Mr. Thomas Ferens, who was a passenger by the John Wickliffe, kept a diary on board, and through the kindness of his son, Mr. W. H. Ferens, of Dunedin, I have been permitted to make some extracts. Mr. Thomas Ferens was born at West Rainton, Durham, and died at Oamaru in 1888, aged 65 years. He writes:—"We weighed anchor at Gravesend on November 24, but had to anchor in the Downs, where a most tempestuous night was spent with fears of a lee shore. We made another start on the 28th, but were driven back a second time to the Downs. Eventually we sailed on December 4, 1847, but soon encountered another severe gale which drove us to St. Helen's (Isle of Wight). On December 14 we made another start, and had a hard tussle to clear the English Channel, the passengers spending many distressing days while passing through the English and St. George's Channels.
"Mr. J. Harries was first mate, Mr. Renalls second, and Mr. Moffatt third. During a heavy gale when the ship entered the Atlantic, Mr. Moffatt fell overboard, but fortunately seized a rope in his fall and was brought on board. The ship was then favoured with good weather and logged her ten and twelve knots.
"The Equator was crossed on January 15, and the next day we were favoured with fresh S.E. trade winds, which were delightful. The tropical winds continued until January 26. The weather continued warm and pleasant until February 12, when a severe gale sprang up and heavy seas broke on board, but with a fair wind we were making from ten to eleven knots, two days later twelve knots, and on the 18th we made 14 knots.

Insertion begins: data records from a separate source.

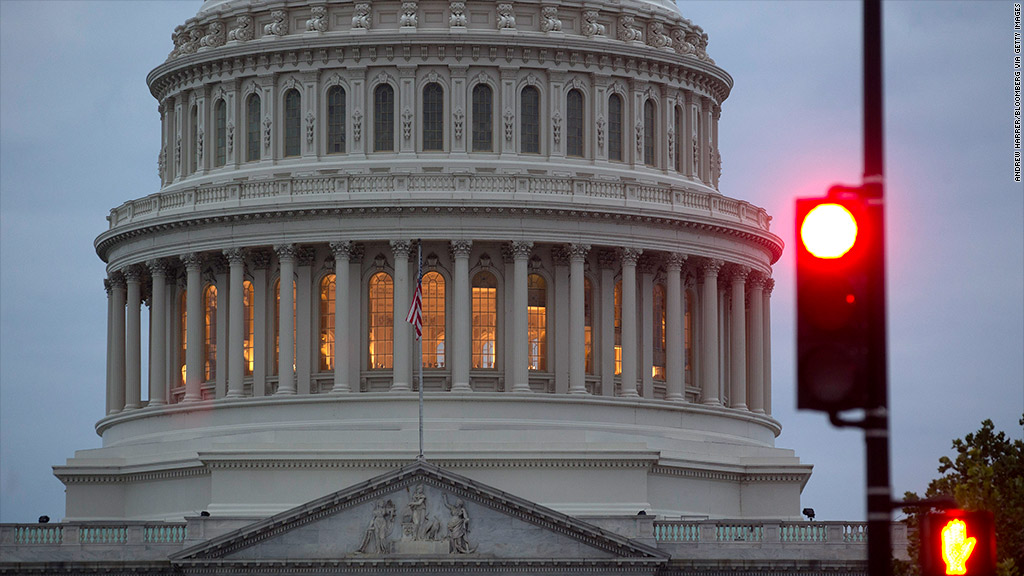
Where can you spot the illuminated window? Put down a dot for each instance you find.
(384, 118)
(537, 307)
(249, 317)
(328, 296)
(573, 123)
(529, 121)
(657, 371)
(293, 123)
(433, 320)
(482, 118)
(484, 319)
(336, 120)
(433, 117)
(252, 127)
(615, 127)
(210, 333)
(648, 132)
(220, 125)
(381, 321)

"During the next two days we passed three very large icebergs. The passengers were greatly nervous and excited at this time, and when the ship was in 49 degrees S. latitude the captain altered the course, the ship still bowling along at eleven and twelve knots with a strong wind. Bad weather set in on February 23, and continued for 48 hours, when Desolation Island was sighted. After two days of dense fog and calm, we encountered another tempestuous gale, high seas frequently breaking on board.
"On March the ship's position was latitude 50° 29′ S. and longitude 96° 46′ E. Very cold, hazy and stormy weather continued until March 10, with heavy seas. The Snares were sighted on March 19, and Stewart Island the following day. A steady breeze carried the ship towards the Otago Peninsula, and we sailed into port on March 23."
"The John Wickliffe," says Hocken, "was the storeship of the expedition, and was heavily laden with a varied supply of goods suited to the requirements of a young community beginning housekeeping in a strange land, and were for sale a little beyond cost price. There were thousands of bricks and slates, all the appurtances of the mechanical trades for blacksmiths, wheelwrights, plumbers, painters; there were wheelbarrows, spades, pickaxes, guns, muskets; and there were tons of provisions of all kinds. The sum of £500 was placed on board, £100 being in gold, £350 in silver, and £50 worth of fourpenny pieces. The commander was Bartholomew Daly, an Irishman, and a first-rate sailor, long engaged in the East India trade. The surgeon-superintendent was Dr. Henry Manning, surgeon-superintendent. Mr. Burns was requested by the company of London, who remained in the colony and died at Warepa, near Balclutha, in 1886. There were 97 emigrants, headed by Captain William Cargill, the leader. But the Philip Laing carried the bulk of the emigrants, of whom there were 247 souls, placed under the charge of the Rev. Thomas Burns, the Aaron of the settlement. Her commander was Captain A. J. Elles, who afterwards married Clementina, Mr. Burns' eldest daughter, and who died in Invercargill in 1887. Dr. Robert Ramsay, who returned to Scotland, was to act as its agent and representative on board ship, and to exercise the same powers in case he should land first in the settlement.